“Cue the Scary Music.”
Growing up in LA, Halloween was always a little different for my siblings and me. There were the usual Halloween decorations on houses in our neighborhood. But there was one house that needed no decoration. It was known as “The Witch’s House.” Since it was just around the block from where we lived, my brother, sister and me would always visit it on Halloween. We knew that it was the one place we would always get a “trick” rather than a “treat.” The owners at that time would dress up as ghosts and goblins and hand out taffy from a witch’s kettle. There was dry ice coming from the moat around the house and a spooky soundtrack could be heard out the upstairs window.
The house was designed by Hollywood art director Harry Oliver, who went on to play a major role in Storybook architecture. Oliver was a Hollywood art director who worked on more than 30 films between 1919 and 1938 as art director, art department, and set decorator. It was originally built in 1921 to serve as the offices and dressing rooms for Irvin Willat’s film studio in Culver City, and was moved to its present location in Beverly Hills in 1926. The converted private home, with its pointy, lopsided roof, tiny windows and stucco with a distressed paint job were then surrounded by an intentionally overgrown English-style garden and a moat-like pond.
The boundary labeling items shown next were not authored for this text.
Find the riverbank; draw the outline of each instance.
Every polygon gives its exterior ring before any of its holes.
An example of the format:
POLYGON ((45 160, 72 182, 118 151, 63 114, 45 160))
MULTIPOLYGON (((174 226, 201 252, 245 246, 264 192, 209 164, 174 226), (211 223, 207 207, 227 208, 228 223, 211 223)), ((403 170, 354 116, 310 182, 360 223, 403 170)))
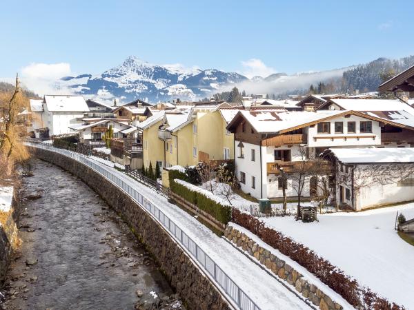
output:
POLYGON ((22 194, 38 196, 22 203, 4 309, 133 309, 151 292, 174 300, 152 256, 95 192, 39 160, 22 194))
Architect Charles Moore once described the house as the “quintessential Hansel and Gretel house.” The residence appears in movies including 1995’s Clueless. The home has been called a precursor to Walt Disney’s concept of Imagineering, whereby stage sets became fully realized environments.
The first residents of the 3,500 square feet home, the Spadena family, lent the house their name. A second family moved in and renovated the interior in the 1960s, making some exterior alterations including a skylight visible from certain angles. The moat began leaking under the second family’s ownership and they filled it with soil, and planted a garden. By the time the house came on the market again in 1997, it had fallen into disrepair.
The Witch’s House in the 1920s
Because of the value of its prime location, it was unable to immediately find a buyer interested in a teardown of the property. Consequently, Michael Libow, who did not want to see the home demolished, purchased it and began a gradual renovation. After tall, black fencing was initially placed around the lot, the owner received hate mail from people who thought he was going to tear it down. Relief came to all when Libow restored and enhanced the original vision of Oliver.
The home is now listed as protected Landmark Number 8 in the City of Beverly Hills. It’s also a protected landmark of the memories of Halloween for many children who visited it on Halloween night. The one place where the “trick” was better than the “treat.”